Analisi della ragion pura
L’affermazione quindi del modello lucrativo, per quanto sin qui detto, appare di dubbia realizzazione, rinvenendosi vantaggi per le sole SRL (o SPA) ordinarie; una Legge quindi studiata per le realtà di grandi dimensioni, non risultando appetibili per quegli enti minori (la maggior parte!) dove la de-commercializzazione delle quote di frequenza e lo strumento dei compensi detassati corrisposti agli sportivi dilettanti, giocano un ruolo fondamentale per la sopravvivenza dei sodalizi.
Da questo punto di vista, i dati delle Camere di Commercio ci confortano sulla nostra tesi; al 1° aprile 2018 sono solo 62 le Società che risultano aver adottato la nuova veste lucrativa: di queste solo 26 risultano “attive”, mentre le restanti 36 risultano ancora essere “inattive”; delle 26 attive, 18 risultano essere iscritte con il codice Ateco 93.13 (gestione di palestre), mentre le altre 8 hanno adottato codici diversificati (93.12 Attività di club sportive, 93.19.99 Altre attività sportive n.c.a., 85.51 Corsi sportivi e ricreativi, 56.10.11 Ristorazione con somministrazione (?), 93.11.3 Gestione di impianti sportivi polivalenti, 85.52.01 Corsi di danza, 93.11.2 Gestione di piscine.
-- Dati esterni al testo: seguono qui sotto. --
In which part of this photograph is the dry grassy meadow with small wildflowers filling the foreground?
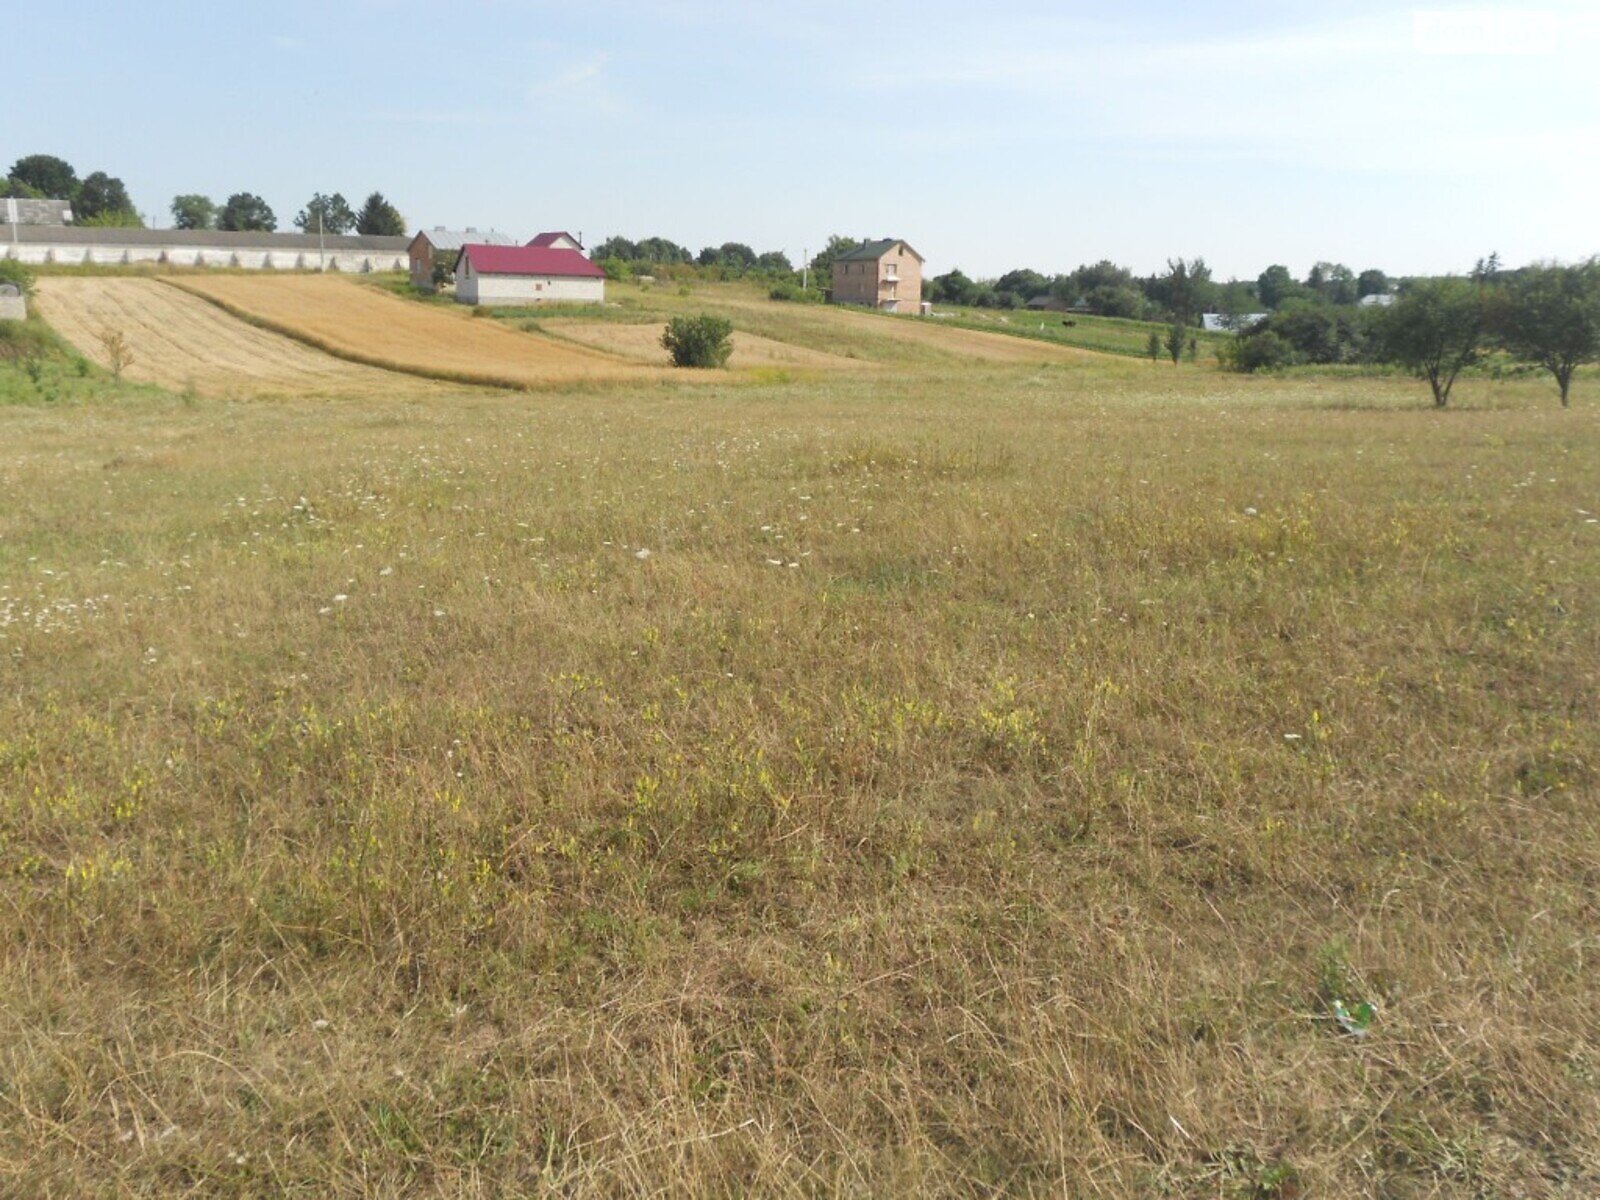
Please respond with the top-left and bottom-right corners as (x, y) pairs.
(0, 352), (1600, 1197)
Il microdato ci fornisce tuttavia alcune considerazioni: le SSDL attive sono quelle che hanno potuto proseguire l’attività “trasformandosi” da SRL ordinaria profit in SSDL; le altre “inattive” sono di nuova costituzione; entrambe attendono, prima di poter usufruire delle agevolazioni e, per quanto detto, di potersi iscrivere al Registro CONI, nella istituenda sezione speciale.
Non deve meravigliare poi la circostanza che 18 su 26 delle “attive” siano “palestre”; la storia degli ultimi anni di verifiche fiscali hanno avuto, come destinatari, le “palestre”, fossero esse costituite come Associazioni non riconosciute o SRL sportive dilettantistiche.
Di converso, per controbilanciare la nascita delle SSDL, si è provveduto, ad “anabolizzare” le ASD e SSD non lucrative, innalzando il tetto delle attività commerciali di cui al regime forfetario della Legge 398/91, da 250 a 400 mila euro (Legge di Bilancio 2017) e quelle dei compensi agli sportivi dilettanti da 7.500 a 10.000 euro (Pacchetto Sport nella Legge di Bilancio 2018); siamo proprio certi che tale bulimia non produrrà, alla lunga, maggiore elusione e l’intensificazione dei controlli da parte degli Organi preposti?
Riepilogando: le ASD e le SSD non lucrative rimarranno ferme, avendo incrementato i loro privilegi; le SRL o, come nel caso esaminato, le SPA ordinarie, che hanno sin qui pagato imposte e contributi previdenziali pieni, trasformandosi in SSDL, vedranno ridursi notevolmente i carichi erariali, e dunque, a rimetterci sarà lo Stato, quindi l’intera collettività, mentre i problemi che affliggono da decenni lo sport dilettantistico (quello vero!) ancora una volta resteranno irrisolti.